ビビアンの故郷、台湾でも離婚のニュースが伝えられたのだが、台湾の音楽家・許常徳の、
《離婚が成立した人にはおめでとうの言葉を贈る》
というFacebookの書き込みに、2万以上の“いいね”がついた。
「日本人にはちょっと理解し難いことかもしれませんが、この感覚は台湾人にしてみるとかなり共感できることなんです」
と、台湾在住のライター、陳美保さんは話す。
「結婚や離婚に対して潔いというか、現実的なんだと思います。ビビアンの離婚記事に対する一般人の書き込みでも《借金がある男と結婚しているメリットがない》なんて辛辣な言葉もありましたし(笑)」(陳さん、以下同)
「お金を持っているほうが育てればいい」
現地メディアの報じ方も《台湾全体で祝福ムード》と、セレブと別れたことへの悲愴感はない。これは、社会の中での女性の立場が関係しているのだという。
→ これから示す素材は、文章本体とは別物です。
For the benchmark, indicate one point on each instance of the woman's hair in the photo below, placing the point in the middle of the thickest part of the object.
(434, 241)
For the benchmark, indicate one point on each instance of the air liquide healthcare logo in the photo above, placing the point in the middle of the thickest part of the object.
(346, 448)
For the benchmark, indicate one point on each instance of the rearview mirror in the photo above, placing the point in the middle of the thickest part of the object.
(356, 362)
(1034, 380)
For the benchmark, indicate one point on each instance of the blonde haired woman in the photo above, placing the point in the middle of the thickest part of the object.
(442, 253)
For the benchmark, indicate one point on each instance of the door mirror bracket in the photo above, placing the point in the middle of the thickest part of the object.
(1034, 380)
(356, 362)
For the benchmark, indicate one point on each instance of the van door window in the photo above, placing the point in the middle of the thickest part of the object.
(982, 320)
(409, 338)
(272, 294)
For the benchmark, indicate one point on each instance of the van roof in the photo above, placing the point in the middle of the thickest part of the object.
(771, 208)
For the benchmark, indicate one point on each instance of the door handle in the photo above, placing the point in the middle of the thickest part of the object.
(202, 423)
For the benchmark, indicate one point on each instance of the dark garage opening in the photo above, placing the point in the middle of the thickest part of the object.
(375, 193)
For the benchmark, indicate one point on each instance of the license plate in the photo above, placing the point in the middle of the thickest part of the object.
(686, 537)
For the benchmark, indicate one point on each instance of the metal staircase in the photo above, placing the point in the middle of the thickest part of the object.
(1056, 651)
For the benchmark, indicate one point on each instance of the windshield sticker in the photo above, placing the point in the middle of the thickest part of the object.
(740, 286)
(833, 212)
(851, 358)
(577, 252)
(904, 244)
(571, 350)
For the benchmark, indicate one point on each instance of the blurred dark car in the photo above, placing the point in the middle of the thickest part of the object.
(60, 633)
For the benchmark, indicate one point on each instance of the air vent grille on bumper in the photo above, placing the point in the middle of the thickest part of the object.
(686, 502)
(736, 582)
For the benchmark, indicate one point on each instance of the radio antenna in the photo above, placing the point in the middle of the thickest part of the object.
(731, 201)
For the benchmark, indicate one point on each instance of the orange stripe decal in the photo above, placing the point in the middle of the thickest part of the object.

「台湾はアジアの中で、女性が起業しやすい国の4位なんです。言い換えれば、事業を立ち上げるなどして、自立している女性が多い。あと、両親が別れたら子どもがかわいそうという感覚も日本よりだいぶ薄い。基本的に親自身の幸せも重視される、ある意味フラットな環境なんです」
子どものために離婚をしない“子はかすがい”という言葉は、台湾では通用しないらしい。今回、ビビアンは8歳の息子について、元夫と「共同親権者として役割を果たす」としている。
「日本では、子どもの親権は母親が取るのが一般的と思われていますが、台湾は'13年に民法が改正されるまで、親権は父親が取るものと決まっていたんです。現在は子どもの年齢や意思、親の意向を考慮して裁判官が判断するようになりました。
台湾ではもともと子育ては母親だけではなく、父親も担うのが当たり前です。そのうえ、親戚や知人、友人もたくさんの愛情を注いでくれる。なのでシングルマザーやシングルファザーになっても、子どもが不幸という感覚はなく、お金を持っているほうが育てればいいということなのでしょう」
一時期は子育てに専念していたビビアンだが、昨年から芸能活動を本格的に再開。'23年の年末には『NHK紅白歌合戦』にブラックビスケッツとして南原清隆、天野ひろゆきと共に25年ぶりに出場することが発表された。
自立した女性としての再出発。故郷からも背中を押され、“第2の人生”の船出は順調のようだ。